Хотя его собственный том "Отчета о путешествиях кораблей его величества "Адвенчер" и "Бигль" официально должен был появиться лишь летом, Дарвин захватил с собой несколько недавно переплетенных экземпляров, чтобы раздать их родным в Мэре и Маунте. Занятый чтением, Джозайя Веджвуд целых три дня почти ни с кем не разговаривал.
– Вам, дядя Джоз, мой "Дневник" наверняка показался стоящим, – заметил Чарлз. – Ведь ради того, чтобы я мог совершить это путешествие, вы поставили на карту свою давнишнюю дружбу с отцом.
Джозайя с усилием приподнялся с обитого кожей стула и положил руку Чарлзу на плечо.
– Я знал, что на несколько лет лишаю Эмму возможности выйти замуж. Но я решил, что путешествие поможет тебе стать на правильный путь. Так оно и случилось. Что это, судьба? Господня воля?
Через две недели, в середине мая, они заехали в Шрусбери. Доктор Роберт Дарвин осмотрел сына, который по-прежнему плохо себя чувствовал, и пришел к такому весьма правдоподобно звучащему заключению:
– Я полагаю, ты перетрудился во время плавания, и последствия этого сказываются теперь. Твою нагрузку за минувшие пять лет можно было бы приравнять к двадцати годам жизни в Англии. Поэтому сейчас тебе не следует чересчур утруждать свой мозг.

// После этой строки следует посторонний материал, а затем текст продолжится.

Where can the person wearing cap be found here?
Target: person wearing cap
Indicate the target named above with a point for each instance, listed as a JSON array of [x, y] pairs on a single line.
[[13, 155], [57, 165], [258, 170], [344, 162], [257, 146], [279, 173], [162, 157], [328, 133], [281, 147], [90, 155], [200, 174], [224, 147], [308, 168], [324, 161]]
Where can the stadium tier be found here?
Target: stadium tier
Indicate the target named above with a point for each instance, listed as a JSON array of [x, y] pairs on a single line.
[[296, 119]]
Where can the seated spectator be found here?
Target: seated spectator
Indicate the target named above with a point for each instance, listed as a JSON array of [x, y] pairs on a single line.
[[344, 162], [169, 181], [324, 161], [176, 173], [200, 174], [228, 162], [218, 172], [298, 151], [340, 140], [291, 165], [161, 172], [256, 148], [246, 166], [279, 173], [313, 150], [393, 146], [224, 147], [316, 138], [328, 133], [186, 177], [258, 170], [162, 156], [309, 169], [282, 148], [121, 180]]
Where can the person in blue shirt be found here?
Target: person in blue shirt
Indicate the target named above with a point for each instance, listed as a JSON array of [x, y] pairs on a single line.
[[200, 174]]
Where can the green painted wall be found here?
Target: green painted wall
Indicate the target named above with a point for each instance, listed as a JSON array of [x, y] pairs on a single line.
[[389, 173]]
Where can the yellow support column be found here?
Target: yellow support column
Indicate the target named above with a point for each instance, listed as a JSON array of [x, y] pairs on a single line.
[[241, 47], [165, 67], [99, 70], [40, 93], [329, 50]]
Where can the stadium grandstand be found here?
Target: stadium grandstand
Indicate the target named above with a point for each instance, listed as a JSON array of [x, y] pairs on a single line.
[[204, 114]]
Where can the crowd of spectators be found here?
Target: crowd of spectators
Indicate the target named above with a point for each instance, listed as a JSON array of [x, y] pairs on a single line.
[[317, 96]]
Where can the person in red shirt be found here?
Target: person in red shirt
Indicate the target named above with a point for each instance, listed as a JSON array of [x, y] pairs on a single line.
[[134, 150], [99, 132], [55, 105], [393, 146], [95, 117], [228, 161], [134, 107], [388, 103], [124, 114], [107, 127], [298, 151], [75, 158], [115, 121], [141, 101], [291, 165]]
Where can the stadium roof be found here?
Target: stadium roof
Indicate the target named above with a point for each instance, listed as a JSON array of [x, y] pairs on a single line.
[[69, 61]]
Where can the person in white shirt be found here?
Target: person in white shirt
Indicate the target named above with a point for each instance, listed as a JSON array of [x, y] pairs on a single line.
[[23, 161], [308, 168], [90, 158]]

Ночью, когда Эмма спала и слышно было ее тихое дыхание, он начал перебирать в уме возможные причины недомогания. За все пять лет путешествия он болел всего трижды или четырежды – наиболее серьезно в Вальпараисо, после того как выпил неразбавленное индейское виски. Принимая во внимание, сколько раз ему приходилось пить солоноватую воду, есть непривычную пищу туземцев, быть укушенным насекомыми, у него не было оснований жаловаться на свое здоровье. Откуда же, ни с того ни с сего, теперь эта болезнь? Ведь работа только прибавляет ему сил.

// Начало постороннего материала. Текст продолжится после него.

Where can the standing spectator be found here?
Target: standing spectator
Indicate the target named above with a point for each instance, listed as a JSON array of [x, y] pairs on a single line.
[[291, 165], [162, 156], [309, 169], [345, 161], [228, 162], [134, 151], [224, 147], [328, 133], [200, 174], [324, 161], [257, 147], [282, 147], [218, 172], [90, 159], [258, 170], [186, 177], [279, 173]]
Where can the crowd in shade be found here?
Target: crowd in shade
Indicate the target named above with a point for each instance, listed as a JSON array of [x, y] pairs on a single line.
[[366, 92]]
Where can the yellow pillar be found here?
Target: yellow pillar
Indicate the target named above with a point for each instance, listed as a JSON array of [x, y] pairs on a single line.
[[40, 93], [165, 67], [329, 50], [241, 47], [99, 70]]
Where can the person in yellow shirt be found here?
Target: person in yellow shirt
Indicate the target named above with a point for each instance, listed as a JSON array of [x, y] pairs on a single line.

"Вряд ли отец прав, что это усталость повлияла на мои мозги, пробормотал он вслух. – На "Бигле" у меня было предостаточно дней для отдыха и расслабления, когда я загорал на палубе или валялся с книжкой на диване у Фицроя. После возвращения, в Кембридже, несколько месяцев подряд я чувствовал себя здоровым как никогда. Да и на Грейт Мальборо-стрит тоже… до первого приступа болезни в сентябре 1837 года. Чем я тогда был занят?"
Он осторожно поднялся, чтобы не потревожить Эмму, и, спустившись по лестнице в библиотеку, зажег в теплом, душном помещении лампу. При ее свете он попытался восстановить в памяти все события того времени: работа над "Дневником", два доклада, подготовленные им для Геологического общества, один о кораллах, другой об ископаемых млекопитающих, хлопоты в связи с правительственной дотацией на печатание книг по зоологии.